Consider the following initial value problem for the autonomous system of ODEs \begin{equation}%%\label{eqn: } \begin{cases} %\vspace{3mm} x'(t)=y(t),\; t>0,\\ %\vspace{3mm} y'(t)=-\frac{\displaystyle x(t)}{\displaystyle\sqrt{1+c_1+x^2(t)}}\,y^2(t)-\big(1-\sqrt{1+c_1+x^2(t)}\big)\,x(t),\; t>0,\\ x(0)=0,\; y(0)=k, \end{cases} \end{equation} where $c_1$, $k$ are parameters. I'd like to find $c_1>-1$ and $k\in\mathbb{R}$ such that a nontrivial solution $(x(t),y(t))\not\equiv (0,0)$, $t>0$ exists and satisfies the additional condition $x(1)=0$. My idea essentially is "try and error", i.e. choose some $c_1$ and $k$ and use numerics to find $(x(t),y(t))$. However, I failed to find such $c_1$ and $k$ and this seems not a systematic approach and is not so efficient. Such problem belongs to the so-called inverse problems, controllability problems, or other kinds of problems? Or I may refer to some references or papers related to this kind of problems? Thanks!

Answer 1

The best thing to do is to analyse the system using a dynamical systems perspective. That is, to (1) find all equilibria of the system, and (2) to classify the behaviour of these equilibria.

As you easily infer from the ODEs, the equilibria of the system are the solutions of the equations \begin{align} y &= 0,\\ x\left(1 - \sqrt{1+c_1+x^2}\right) &= 0. \end{align} the last equation is satisfied if either $x=0$ or \begin{equation} 1+c_1 + x^2 = 1 \;\Rightarrow x^2 = -c_1. \end{equation} So, for $c_1>0$, only the trivial equilibrium $(x,y)=(0,0)$ exists, whereas for $-1<c_1<0$, three equilibria exist, and the two nontrivial equilibria are found at $(x,y) = (\pm \sqrt{-c_1},0)$.

If we linearise the system around the trivial equilibrium, we see that the eigenvalues of the linearisation are given by $\lambda = \pm \sqrt{\sqrt{1+c_1}-1}$. Therefore, for $c_1>0$, the trivial equilibrium is a saddle; for $-1<c_1<0$, the trivial equilibrium is a centre.

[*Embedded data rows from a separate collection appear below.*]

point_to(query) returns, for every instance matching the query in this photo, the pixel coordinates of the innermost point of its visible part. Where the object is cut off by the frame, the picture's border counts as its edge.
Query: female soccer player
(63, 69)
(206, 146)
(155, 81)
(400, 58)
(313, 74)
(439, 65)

This is relevant for the following reason: you're looking for an orbit which starts somewhere on the $y$-axis, and which crosses the $y$-axis again at some specified later time ($t=1$). From the phase plane for $c_1>0$, it is immediately clear that no such orbit exists.

However, for $-1<c_1<0$, any orbit found in between the two nontrivial equilibria is closed, i.e. periodic, and therefore crosses the $y$-axis infinitely many times.

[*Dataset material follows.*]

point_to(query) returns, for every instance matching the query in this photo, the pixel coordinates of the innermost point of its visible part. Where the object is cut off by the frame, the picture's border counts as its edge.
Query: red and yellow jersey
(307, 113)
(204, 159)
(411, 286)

This will definitely give you more insight in the possible values of $c_1$ and $k$.

Note 1: The phase plane figures are made with the java-applet PPlane.

Note 2: You can do a lot more analysis on this system, to get more explicit expressions, etc. However, as you're interested in numerics, I'll leave that for now.

Answer 2

$$\begin{cases} %\vspace{3mm} \frac{dx}{dt}=y(t),\; t>0,\\ %\vspace{3mm} \frac{dy}{dt}=-\frac{\displaystyle x(t)}{\displaystyle\sqrt{1+c_1+x^2(t)}}\,y^2(t)-\big(1-\sqrt{1+c_1+x^2(t)}\big)\,x(t),\; t>0,\\ x(0)=0,\; y(0)=k, \end{cases}$$ $$y\frac{dy}{dx}=-\frac{x}{\displaystyle\sqrt{1+c_1+x^2}}\,y^2-\big(1-\sqrt{1+c_1+x^2}\big)\,x,\;$$ With $\:Y=y^2\:$ : $$\frac{dY}{dx}=-2\frac{x}{\sqrt{1+c_1+x^2}}\,Y-2\big(1-\sqrt{1+c_1+x^2}\big)\,x$$ With $\:X=x^2\:$ : $$\frac{dY}{dX}=-\frac{1}{\displaystyle\sqrt{1+c_1+X}}\,Y-\big(1-\sqrt{1+c_1+X}\big)\;$$ This linear ODE is easy to solve. The solution is : $$Y(X)=2+c_1+X-2\sqrt{1+c_1+X}+Ce^{-2\sqrt{1+c_1+X}}$$

The equation of the trajectory is : $$y(x)=\pm\sqrt{2+c_1+x^2-2\sqrt{1+c_1+x^2}+Ce^{-2\sqrt{1+c_1+x^2}}}$$

In order to know the time at each position on the trajectory, one have to integrate :

$\frac{dx}{dt}=y(x)\:$ then $\:dt=\frac{dx}{dy(x)}$ $$t=\int \frac{dx}{ \sqrt{2+c_1+x^2-2\sqrt{1+c_1+x^2}+Ce^{-2\sqrt{1+c_1+x^2}}} }$$